The binary tree also has a few of its own alterations. The red-black tree uses a “color bit” to keep the tree balanced. This is helpful because most algorithms working on binary trees work best when there the total numbers of left and right nodes are about equal. (In the worst case, all of a tree’s valid descendants are on one “side”. Then, you’re left with just a more expensive linked list.) The AVL tree is a similar variation that has its own pluses and minuses.

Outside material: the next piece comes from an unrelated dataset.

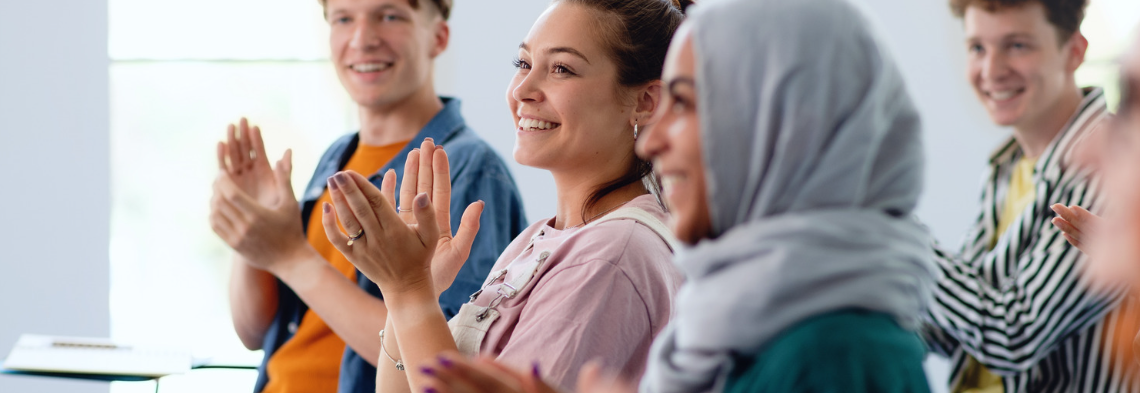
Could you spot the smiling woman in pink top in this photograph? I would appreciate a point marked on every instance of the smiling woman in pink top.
(595, 281)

B-trees are a special case that sits between binary trees and the general category of trees. They’re allowed to have more than two children, but only up to a certain number. The trick is that each node is given a number of sort keys (like the one in a binary search tree), one for every child past the first. These are calculated so they fit “between” the children, allowing them to serve as index values, speeding up traversal. B-trees are mostly used in databases and filesystems—the two are practically the same thing these days—including the Windows filesystem of choice, NTFS, Apple’s HFS+, and Ext4 and Btrfs on Linux.
Seeing the forest
Trees are everywhere in programming. Whenever you have a set of data with obvious parent-child relationships, it’s probably going to be represented in tree form. Programming languages often don’t offer direct access to the trees, but they’re in there. Sets, maps, and hash tables all use them under the hood. Any kind of parsing, such as XML or a game’s custom scripting language, is going to be tree-based. Even if you never see them, you’ll be using them somewhere.
Fortunately, if you’re not dealing with the innards of the structures themselves, there’s not much you need to worry about. All the hard work has been taken care of. No one needs to manually balance a binary search tree, for instance. But if you work with them directly, it helps to know how they work.